Some time later, I worked on a twitter client with my pal Buzz. A
friend of his who worked at Apple told us this little story. One
day while riding the elevator at Infinite Loop, he found himself
in the freakiest scenario any Apple employee can imagine: alone,
with the elevator door opening to let Steve in. Being a
well-adjusted individual, Buzz’s friend promptly disappeared
into the tap-world of his iPhone, lest he say or do something
wrong in Steve’s presence. It was still the early days of iPhone
apps, and Steve did something that had apparently become a habit
with him. He reached for the iPhone and asked,
“What app is that?”
“Birdfeed”, came the reply.
Steve tapped here and there, flicked the scrollview a bit, then
handed the phone back. “The background needs more texture,”

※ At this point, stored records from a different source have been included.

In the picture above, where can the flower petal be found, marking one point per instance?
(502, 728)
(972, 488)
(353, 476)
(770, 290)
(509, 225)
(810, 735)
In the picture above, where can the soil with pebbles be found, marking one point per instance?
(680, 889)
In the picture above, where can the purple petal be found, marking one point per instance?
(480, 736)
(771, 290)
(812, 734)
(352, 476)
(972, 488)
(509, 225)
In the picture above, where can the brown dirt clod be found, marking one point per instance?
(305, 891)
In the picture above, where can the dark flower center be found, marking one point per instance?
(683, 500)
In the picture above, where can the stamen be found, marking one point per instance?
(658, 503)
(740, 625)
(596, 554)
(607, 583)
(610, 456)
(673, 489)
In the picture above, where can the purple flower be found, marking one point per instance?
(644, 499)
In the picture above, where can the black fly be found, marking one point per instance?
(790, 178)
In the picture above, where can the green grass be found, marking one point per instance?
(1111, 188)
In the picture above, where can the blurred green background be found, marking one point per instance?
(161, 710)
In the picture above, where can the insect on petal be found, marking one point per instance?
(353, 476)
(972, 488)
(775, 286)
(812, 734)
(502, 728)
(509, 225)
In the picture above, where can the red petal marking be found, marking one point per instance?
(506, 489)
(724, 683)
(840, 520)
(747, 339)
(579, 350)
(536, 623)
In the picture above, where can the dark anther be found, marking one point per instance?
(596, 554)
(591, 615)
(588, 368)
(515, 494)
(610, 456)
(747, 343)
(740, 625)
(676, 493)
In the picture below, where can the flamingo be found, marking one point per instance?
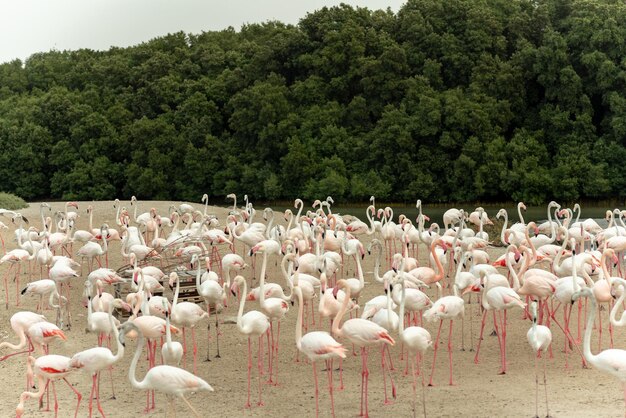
(612, 360)
(539, 337)
(96, 359)
(92, 250)
(20, 323)
(417, 340)
(172, 351)
(252, 324)
(317, 345)
(498, 299)
(170, 380)
(43, 333)
(186, 315)
(16, 256)
(43, 288)
(215, 295)
(448, 307)
(362, 333)
(48, 368)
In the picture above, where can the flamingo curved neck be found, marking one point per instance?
(506, 221)
(242, 302)
(299, 320)
(133, 365)
(336, 330)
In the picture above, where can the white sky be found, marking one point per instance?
(29, 26)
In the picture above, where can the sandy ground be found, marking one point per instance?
(478, 392)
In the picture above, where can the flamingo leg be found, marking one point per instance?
(217, 334)
(190, 406)
(6, 286)
(317, 406)
(250, 369)
(195, 350)
(480, 338)
(536, 386)
(93, 389)
(329, 372)
(432, 372)
(56, 402)
(275, 362)
(545, 386)
(79, 397)
(450, 351)
(260, 366)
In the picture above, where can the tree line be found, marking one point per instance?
(453, 100)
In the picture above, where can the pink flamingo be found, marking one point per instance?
(275, 308)
(170, 380)
(20, 323)
(362, 333)
(213, 295)
(317, 345)
(252, 324)
(16, 256)
(186, 315)
(539, 337)
(47, 368)
(427, 275)
(92, 250)
(611, 361)
(448, 307)
(417, 340)
(497, 299)
(97, 359)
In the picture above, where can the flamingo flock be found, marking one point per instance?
(561, 278)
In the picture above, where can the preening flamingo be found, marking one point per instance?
(96, 359)
(48, 368)
(417, 340)
(611, 361)
(186, 315)
(318, 345)
(448, 307)
(170, 380)
(539, 337)
(252, 324)
(361, 333)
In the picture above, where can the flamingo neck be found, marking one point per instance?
(299, 320)
(336, 330)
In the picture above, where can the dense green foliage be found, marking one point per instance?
(445, 100)
(11, 202)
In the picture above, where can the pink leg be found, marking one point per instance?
(195, 351)
(56, 402)
(317, 406)
(260, 366)
(275, 362)
(270, 351)
(79, 397)
(249, 370)
(432, 372)
(6, 286)
(93, 390)
(367, 373)
(382, 362)
(98, 396)
(329, 371)
(480, 338)
(184, 349)
(450, 351)
(341, 387)
(499, 334)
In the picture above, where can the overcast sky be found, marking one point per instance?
(28, 26)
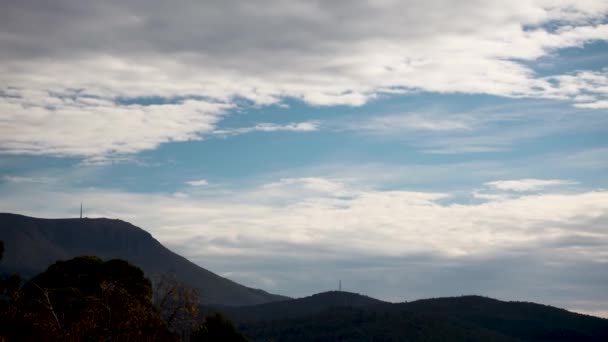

I’ve heard similar stories regarding other apps, particularly within Apple. This is why Aqua debuted with those horizontal stripes. This is why Brushed Metal became a rock star. This is why iOS’s default UI theme features those vertical background stripes. This explains the proliferation of dark linen. And I’m definitely not saying it was Steve Jobs alone who held this opinion.
I’m just saying there’s a very strong line of thought within Apple, which came (and I’ll bet still comes) from the top, that distinctive in-app textures are important.